Die FC Aarau Frauen brauchen dringend einen Erfolg. Am vergangenen Samstag verloren sie gegen Basel mit 1:5. Es war die zehnte Niederlage in Folge.

Seit dem letzten Erfolg, dem 3:0-Heimsieg gegen Yverdon, sind bereits drei Monate vergangen. Es ist eine fast schon beispiellose Negativserie, welche die Aarauerinnen in dieser Saison erleben. Trotzdem, die Hoffnung lebt, noch ist der Ligaerhalt möglich.
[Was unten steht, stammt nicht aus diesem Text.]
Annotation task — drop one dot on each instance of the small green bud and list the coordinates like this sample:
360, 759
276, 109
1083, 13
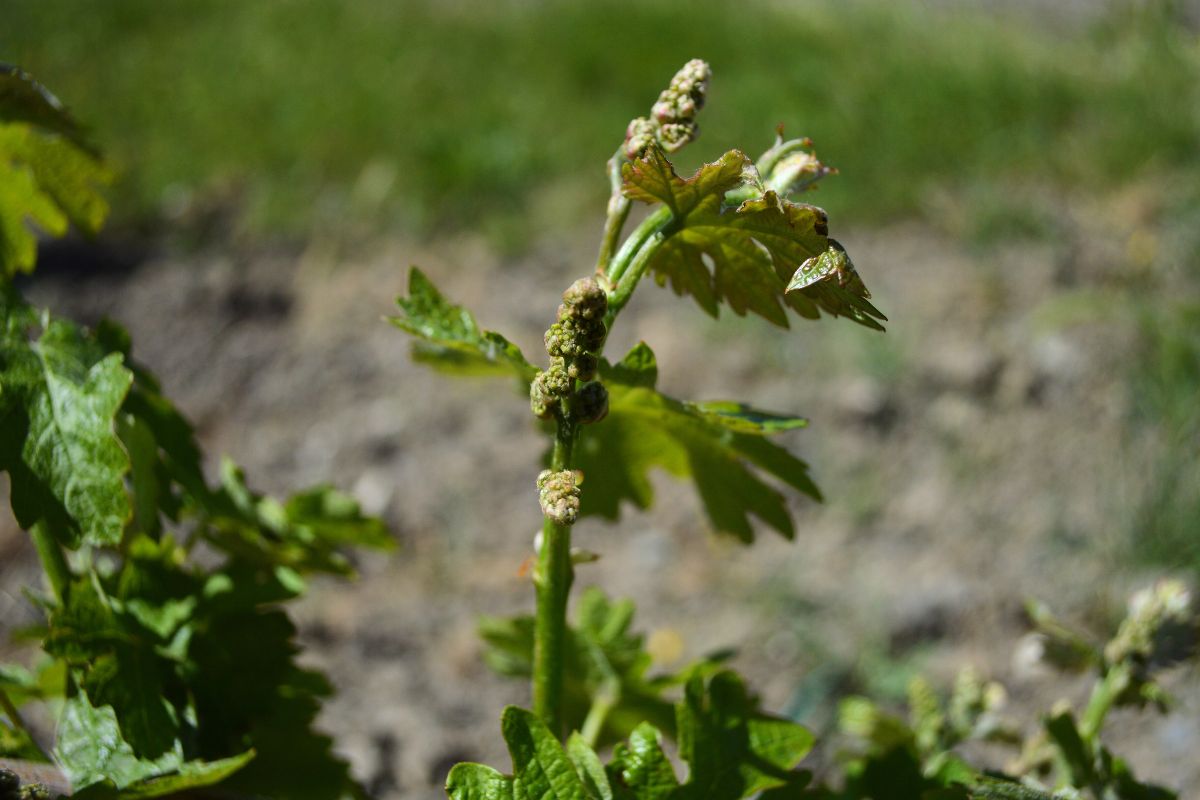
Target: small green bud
1159, 626
541, 402
558, 497
592, 402
583, 367
640, 136
585, 299
574, 336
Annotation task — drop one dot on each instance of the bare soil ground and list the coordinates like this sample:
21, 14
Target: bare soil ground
972, 457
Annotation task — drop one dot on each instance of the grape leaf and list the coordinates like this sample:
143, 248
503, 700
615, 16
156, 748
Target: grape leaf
190, 775
540, 767
51, 181
605, 662
731, 747
587, 764
478, 782
743, 256
24, 100
59, 396
304, 534
715, 444
449, 337
829, 281
91, 750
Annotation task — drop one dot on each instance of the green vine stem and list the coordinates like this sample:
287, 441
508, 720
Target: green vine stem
552, 581
54, 563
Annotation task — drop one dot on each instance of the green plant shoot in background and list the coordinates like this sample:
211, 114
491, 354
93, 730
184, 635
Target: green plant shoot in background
168, 661
166, 672
730, 235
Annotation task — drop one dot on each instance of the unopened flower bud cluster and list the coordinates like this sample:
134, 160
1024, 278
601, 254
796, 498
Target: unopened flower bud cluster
672, 121
1159, 627
558, 494
573, 343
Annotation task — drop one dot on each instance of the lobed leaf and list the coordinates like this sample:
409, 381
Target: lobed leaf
24, 100
47, 180
744, 256
718, 445
304, 534
591, 770
449, 337
605, 662
732, 749
540, 767
59, 397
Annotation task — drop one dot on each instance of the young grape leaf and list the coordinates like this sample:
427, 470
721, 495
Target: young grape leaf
829, 281
24, 100
47, 180
540, 767
587, 764
743, 256
715, 444
247, 690
115, 666
449, 337
190, 775
91, 750
478, 782
606, 662
304, 534
59, 396
640, 768
732, 749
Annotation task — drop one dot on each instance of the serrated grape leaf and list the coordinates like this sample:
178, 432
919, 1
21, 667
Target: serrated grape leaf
91, 750
449, 337
540, 767
478, 782
829, 281
16, 743
993, 788
606, 661
249, 691
305, 534
741, 256
640, 768
24, 100
591, 770
717, 445
115, 666
732, 749
59, 397
191, 775
49, 181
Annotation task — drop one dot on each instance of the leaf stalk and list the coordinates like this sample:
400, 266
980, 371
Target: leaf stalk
54, 563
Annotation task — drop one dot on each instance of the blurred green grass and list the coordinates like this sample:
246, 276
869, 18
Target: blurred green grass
437, 115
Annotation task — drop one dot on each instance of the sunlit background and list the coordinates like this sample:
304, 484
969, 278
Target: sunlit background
1019, 185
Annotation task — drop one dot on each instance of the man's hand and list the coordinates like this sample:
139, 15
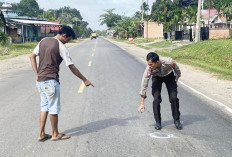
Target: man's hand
173, 64
141, 108
87, 83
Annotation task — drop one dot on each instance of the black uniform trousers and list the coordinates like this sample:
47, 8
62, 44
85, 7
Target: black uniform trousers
171, 85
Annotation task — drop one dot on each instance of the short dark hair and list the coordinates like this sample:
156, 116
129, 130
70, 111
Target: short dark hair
68, 31
152, 56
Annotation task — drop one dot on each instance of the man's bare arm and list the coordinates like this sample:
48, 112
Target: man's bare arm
34, 64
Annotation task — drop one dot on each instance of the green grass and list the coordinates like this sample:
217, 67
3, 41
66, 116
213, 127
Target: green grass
212, 55
162, 44
16, 49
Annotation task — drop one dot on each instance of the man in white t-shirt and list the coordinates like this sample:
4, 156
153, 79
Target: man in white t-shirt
52, 52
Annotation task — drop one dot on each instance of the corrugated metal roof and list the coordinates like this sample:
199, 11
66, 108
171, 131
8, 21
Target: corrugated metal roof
35, 22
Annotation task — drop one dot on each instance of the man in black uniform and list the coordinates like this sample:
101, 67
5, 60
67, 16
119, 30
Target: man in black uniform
162, 69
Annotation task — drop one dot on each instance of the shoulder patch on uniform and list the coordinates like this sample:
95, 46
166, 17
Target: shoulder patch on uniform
148, 74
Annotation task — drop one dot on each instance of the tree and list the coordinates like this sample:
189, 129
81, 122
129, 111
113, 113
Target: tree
109, 18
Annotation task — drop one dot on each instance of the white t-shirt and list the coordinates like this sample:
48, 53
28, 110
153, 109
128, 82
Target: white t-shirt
64, 53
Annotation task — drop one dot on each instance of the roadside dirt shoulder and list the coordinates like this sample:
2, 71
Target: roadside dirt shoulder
204, 82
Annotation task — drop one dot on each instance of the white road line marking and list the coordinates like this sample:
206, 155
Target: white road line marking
219, 103
80, 90
160, 135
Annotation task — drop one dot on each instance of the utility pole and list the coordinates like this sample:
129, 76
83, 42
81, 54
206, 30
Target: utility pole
142, 11
147, 21
197, 38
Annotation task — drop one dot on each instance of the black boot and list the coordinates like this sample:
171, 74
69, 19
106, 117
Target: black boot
158, 126
178, 124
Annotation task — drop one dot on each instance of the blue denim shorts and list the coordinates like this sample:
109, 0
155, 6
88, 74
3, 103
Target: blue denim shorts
49, 95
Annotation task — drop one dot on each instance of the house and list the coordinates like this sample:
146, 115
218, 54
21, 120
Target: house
50, 30
211, 18
23, 28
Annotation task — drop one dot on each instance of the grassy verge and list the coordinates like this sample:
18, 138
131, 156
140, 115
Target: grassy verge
211, 55
16, 49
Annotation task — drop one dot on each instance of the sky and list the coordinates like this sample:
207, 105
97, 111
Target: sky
91, 9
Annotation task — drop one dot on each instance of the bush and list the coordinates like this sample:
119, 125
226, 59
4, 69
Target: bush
3, 38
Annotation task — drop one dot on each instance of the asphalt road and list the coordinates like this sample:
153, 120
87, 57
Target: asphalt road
103, 121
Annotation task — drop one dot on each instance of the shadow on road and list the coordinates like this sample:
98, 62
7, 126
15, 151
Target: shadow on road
98, 125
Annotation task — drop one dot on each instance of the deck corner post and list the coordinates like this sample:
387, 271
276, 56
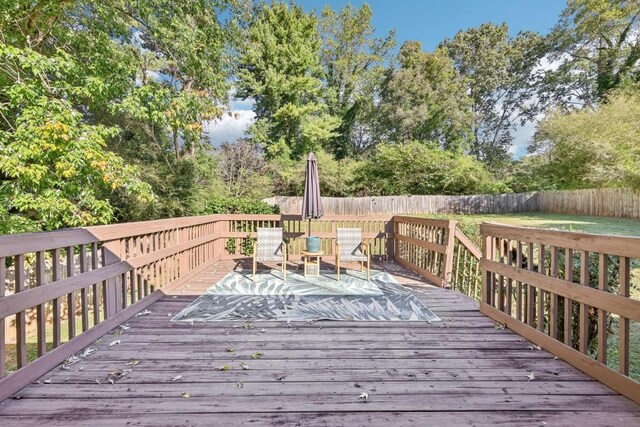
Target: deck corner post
449, 251
486, 275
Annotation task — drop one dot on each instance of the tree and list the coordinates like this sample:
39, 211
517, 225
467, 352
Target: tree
354, 64
594, 148
280, 69
425, 100
595, 48
55, 170
242, 169
419, 168
498, 74
152, 74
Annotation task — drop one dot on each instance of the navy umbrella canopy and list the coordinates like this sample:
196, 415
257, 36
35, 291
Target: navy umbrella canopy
311, 200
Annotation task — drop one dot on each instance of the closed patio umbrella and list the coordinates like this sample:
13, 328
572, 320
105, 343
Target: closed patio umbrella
311, 200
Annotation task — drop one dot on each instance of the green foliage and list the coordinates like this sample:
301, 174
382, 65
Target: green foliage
280, 69
237, 205
354, 65
55, 166
597, 49
594, 148
425, 100
336, 176
498, 73
417, 168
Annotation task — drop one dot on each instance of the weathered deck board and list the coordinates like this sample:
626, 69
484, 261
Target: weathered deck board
462, 371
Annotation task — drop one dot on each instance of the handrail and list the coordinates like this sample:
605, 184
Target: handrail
102, 275
560, 289
426, 246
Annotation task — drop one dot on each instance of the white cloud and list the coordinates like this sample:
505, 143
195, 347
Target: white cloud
230, 127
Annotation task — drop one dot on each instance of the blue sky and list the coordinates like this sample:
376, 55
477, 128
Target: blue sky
429, 21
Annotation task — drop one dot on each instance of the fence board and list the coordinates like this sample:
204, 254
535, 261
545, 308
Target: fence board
615, 202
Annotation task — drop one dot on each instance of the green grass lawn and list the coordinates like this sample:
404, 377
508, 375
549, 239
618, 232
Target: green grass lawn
470, 225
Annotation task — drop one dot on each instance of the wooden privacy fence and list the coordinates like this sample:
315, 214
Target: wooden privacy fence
438, 251
475, 204
87, 281
566, 292
616, 202
240, 231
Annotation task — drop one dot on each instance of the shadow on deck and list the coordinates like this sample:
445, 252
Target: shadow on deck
461, 371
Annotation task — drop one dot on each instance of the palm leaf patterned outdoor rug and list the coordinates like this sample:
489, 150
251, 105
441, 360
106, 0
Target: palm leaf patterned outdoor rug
323, 297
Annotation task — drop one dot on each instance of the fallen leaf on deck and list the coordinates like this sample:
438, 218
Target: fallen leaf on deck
71, 360
88, 352
116, 375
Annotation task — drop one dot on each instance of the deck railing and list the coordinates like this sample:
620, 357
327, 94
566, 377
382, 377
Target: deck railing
240, 230
67, 288
568, 293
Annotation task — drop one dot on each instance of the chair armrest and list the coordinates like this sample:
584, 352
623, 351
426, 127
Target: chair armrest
366, 248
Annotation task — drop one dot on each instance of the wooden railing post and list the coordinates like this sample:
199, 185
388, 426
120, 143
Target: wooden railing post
486, 275
591, 299
448, 255
110, 255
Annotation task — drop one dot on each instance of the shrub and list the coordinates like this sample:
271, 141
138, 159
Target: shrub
239, 205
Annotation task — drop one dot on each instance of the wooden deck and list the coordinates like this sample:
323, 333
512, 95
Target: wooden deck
462, 371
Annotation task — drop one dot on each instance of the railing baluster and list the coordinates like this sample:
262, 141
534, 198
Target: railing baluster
541, 293
623, 340
584, 315
519, 308
603, 324
41, 313
95, 291
71, 299
530, 288
83, 292
568, 303
553, 303
3, 338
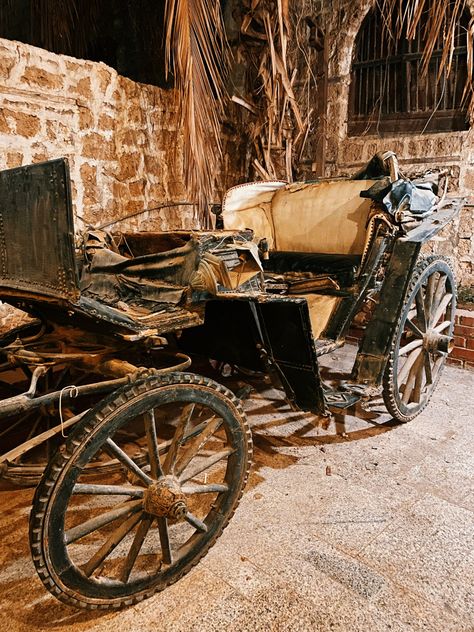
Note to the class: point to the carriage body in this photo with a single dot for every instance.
(115, 317)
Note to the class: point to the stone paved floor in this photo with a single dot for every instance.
(363, 525)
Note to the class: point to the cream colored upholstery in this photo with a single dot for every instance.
(248, 206)
(321, 308)
(326, 217)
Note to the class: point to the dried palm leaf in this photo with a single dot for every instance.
(196, 53)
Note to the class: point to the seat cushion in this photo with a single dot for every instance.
(248, 206)
(321, 309)
(324, 217)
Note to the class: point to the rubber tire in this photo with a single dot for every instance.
(44, 532)
(423, 269)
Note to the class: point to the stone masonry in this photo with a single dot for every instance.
(119, 136)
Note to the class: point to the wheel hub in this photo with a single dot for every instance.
(164, 498)
(433, 341)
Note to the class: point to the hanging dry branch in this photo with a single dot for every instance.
(196, 53)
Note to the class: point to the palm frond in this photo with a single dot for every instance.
(196, 54)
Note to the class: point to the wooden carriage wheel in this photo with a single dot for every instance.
(111, 540)
(422, 338)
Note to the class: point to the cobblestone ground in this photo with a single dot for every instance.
(358, 524)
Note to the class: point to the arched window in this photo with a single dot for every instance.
(390, 94)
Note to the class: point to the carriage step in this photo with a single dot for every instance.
(336, 399)
(324, 345)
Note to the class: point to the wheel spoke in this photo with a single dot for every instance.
(127, 461)
(152, 442)
(437, 366)
(195, 522)
(411, 325)
(441, 308)
(440, 291)
(81, 530)
(430, 289)
(198, 442)
(412, 375)
(137, 544)
(418, 381)
(420, 309)
(181, 427)
(108, 490)
(428, 371)
(414, 344)
(110, 544)
(204, 465)
(209, 488)
(164, 541)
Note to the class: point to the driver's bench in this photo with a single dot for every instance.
(316, 233)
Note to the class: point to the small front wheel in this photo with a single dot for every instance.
(421, 341)
(110, 539)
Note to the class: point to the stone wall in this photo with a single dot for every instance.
(119, 136)
(453, 152)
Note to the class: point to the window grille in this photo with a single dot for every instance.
(389, 93)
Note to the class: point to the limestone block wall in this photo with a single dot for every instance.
(119, 136)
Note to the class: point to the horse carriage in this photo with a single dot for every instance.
(140, 463)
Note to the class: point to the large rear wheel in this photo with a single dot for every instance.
(109, 540)
(421, 340)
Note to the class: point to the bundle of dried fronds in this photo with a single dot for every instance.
(276, 125)
(196, 52)
(63, 26)
(438, 19)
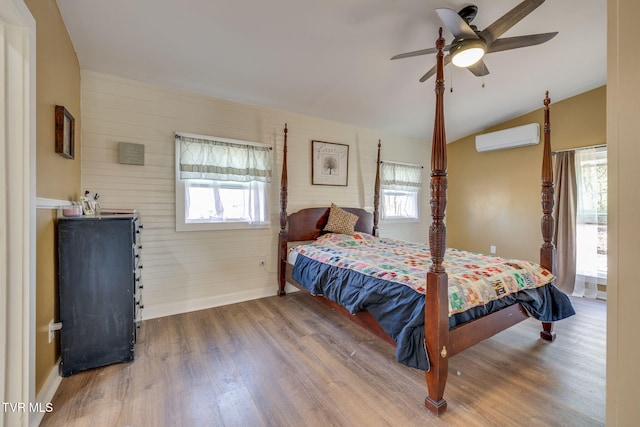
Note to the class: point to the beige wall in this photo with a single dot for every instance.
(57, 83)
(494, 197)
(623, 291)
(193, 270)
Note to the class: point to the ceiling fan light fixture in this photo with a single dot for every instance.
(467, 52)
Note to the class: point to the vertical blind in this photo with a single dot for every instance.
(209, 158)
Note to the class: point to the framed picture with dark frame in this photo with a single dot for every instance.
(329, 163)
(64, 132)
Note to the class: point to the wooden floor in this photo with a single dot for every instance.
(288, 361)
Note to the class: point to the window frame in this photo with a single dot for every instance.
(383, 210)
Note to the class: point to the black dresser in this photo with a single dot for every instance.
(99, 271)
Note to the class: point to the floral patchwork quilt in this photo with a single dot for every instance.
(474, 279)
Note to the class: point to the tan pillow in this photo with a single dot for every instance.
(340, 221)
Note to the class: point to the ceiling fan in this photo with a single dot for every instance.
(470, 45)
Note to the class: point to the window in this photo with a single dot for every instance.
(400, 190)
(221, 183)
(591, 218)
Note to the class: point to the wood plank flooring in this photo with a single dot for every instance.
(289, 361)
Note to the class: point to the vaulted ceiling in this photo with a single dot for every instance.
(331, 58)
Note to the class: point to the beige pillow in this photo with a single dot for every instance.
(340, 221)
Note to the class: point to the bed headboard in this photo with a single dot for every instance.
(307, 224)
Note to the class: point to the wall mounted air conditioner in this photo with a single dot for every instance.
(509, 138)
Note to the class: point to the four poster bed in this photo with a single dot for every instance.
(426, 317)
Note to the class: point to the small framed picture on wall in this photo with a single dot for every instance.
(329, 163)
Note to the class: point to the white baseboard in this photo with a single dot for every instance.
(155, 311)
(46, 394)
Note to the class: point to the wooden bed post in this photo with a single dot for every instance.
(437, 305)
(548, 250)
(282, 237)
(376, 194)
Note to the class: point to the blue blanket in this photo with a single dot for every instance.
(400, 310)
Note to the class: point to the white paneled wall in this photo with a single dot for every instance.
(186, 271)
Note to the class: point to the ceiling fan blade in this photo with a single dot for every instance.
(508, 20)
(520, 41)
(455, 24)
(479, 69)
(432, 71)
(415, 53)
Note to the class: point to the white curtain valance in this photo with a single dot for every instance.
(400, 176)
(220, 160)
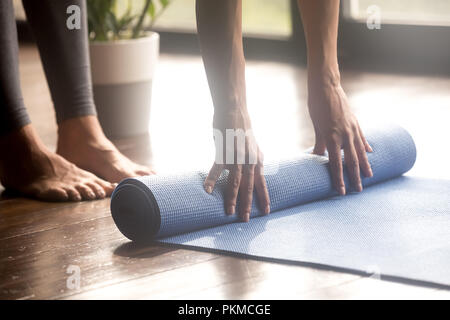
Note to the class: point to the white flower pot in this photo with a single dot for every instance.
(122, 74)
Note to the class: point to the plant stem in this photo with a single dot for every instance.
(138, 26)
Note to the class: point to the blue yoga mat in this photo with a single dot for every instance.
(399, 226)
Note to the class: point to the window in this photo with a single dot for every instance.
(410, 12)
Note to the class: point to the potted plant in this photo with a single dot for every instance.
(123, 54)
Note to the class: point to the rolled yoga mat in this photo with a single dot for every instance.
(398, 226)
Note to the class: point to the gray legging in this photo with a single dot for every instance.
(64, 54)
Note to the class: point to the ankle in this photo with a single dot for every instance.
(83, 129)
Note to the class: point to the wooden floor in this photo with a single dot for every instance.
(40, 242)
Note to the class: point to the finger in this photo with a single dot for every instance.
(261, 189)
(362, 157)
(246, 192)
(85, 192)
(233, 189)
(364, 141)
(335, 162)
(212, 177)
(352, 165)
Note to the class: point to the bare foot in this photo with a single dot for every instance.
(28, 167)
(82, 141)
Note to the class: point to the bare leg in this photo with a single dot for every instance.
(26, 165)
(30, 168)
(65, 57)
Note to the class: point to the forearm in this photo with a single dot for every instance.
(320, 22)
(219, 25)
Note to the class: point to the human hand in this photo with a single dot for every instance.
(237, 151)
(336, 128)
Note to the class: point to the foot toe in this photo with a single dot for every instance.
(74, 195)
(106, 186)
(86, 192)
(97, 189)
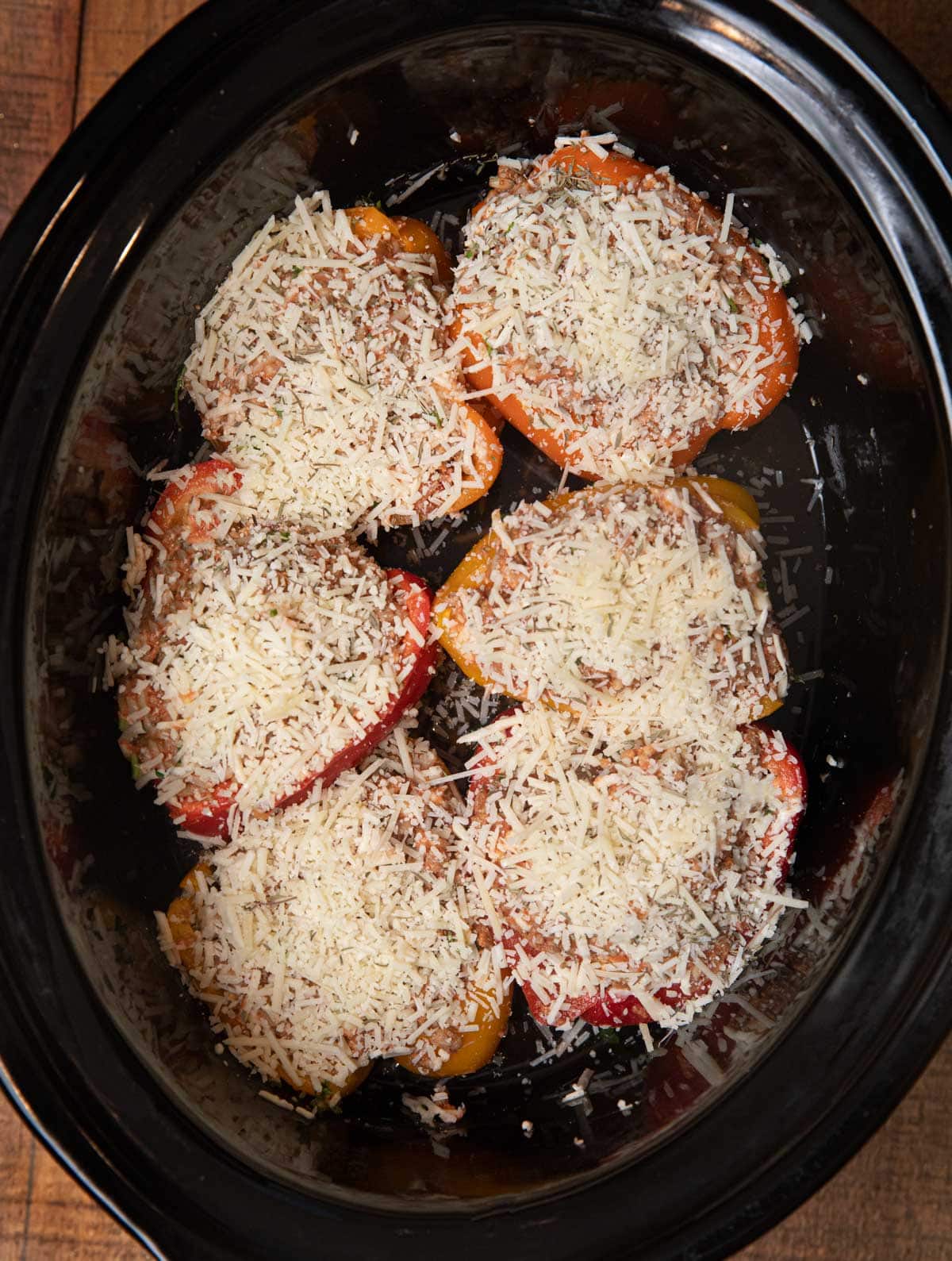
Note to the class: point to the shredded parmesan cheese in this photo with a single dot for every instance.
(633, 875)
(324, 368)
(331, 935)
(620, 317)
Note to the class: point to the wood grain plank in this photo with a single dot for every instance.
(921, 30)
(17, 1167)
(66, 1221)
(117, 32)
(38, 42)
(893, 1201)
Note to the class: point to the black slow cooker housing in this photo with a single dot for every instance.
(840, 160)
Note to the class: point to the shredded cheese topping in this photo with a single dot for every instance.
(338, 931)
(323, 367)
(255, 656)
(620, 871)
(622, 318)
(635, 601)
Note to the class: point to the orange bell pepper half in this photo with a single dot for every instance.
(416, 237)
(181, 918)
(777, 334)
(476, 571)
(478, 1046)
(617, 1008)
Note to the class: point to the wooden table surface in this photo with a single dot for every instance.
(893, 1201)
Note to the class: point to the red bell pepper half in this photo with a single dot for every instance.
(175, 511)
Erfolge werden dringend benötigt

Dafür benötigen die Aarauerinnen aber in den verbleibenden vier Spielen gegen GC , Lugano, YB und Direktkonkurrent Yverdon dringend Erfolge. Dessen ist sich natürlich auch FCA-Trainer Andreas Zürcher bewusst: «Nun bringt es nichts mehr, über irgendwelche Eventualitäten zu sprechen, nun müssen Siege her.»

Der erste Streich soll am Mittwoch, im Heimspiel gegen GC, erfolgen. Gegen die Zürcherinnen hat Aarau bisher zweimal knapp mit 2:3 und einmal deutlich 1:5 verloren. Sie haben also gezeigt, dass der Gegner in Reichweite ist.

Für Andreas Zürcher ist klar, wie seine Spielerinnen in diese Partie gehen müssen: «Wenn man in unserer Situation ist, kann man fast nur über den Kampf ins Spiel finden.» Bisher sei das noch zu wenig oft gelungen.

Ausnahmespielerin: Caroline Müller

«Ich habe manchmal eine zu brave Mannschaft. Nun müssen die Spielerinnen versuchen, mit der Wut im Bauch zu spielen und sich ihren Frust von der Seele zu schiessen», fährt der Trainer fort, «dazu brauchen wir auch das nötige Glück – dieses müssen wir uns erkämpfen.»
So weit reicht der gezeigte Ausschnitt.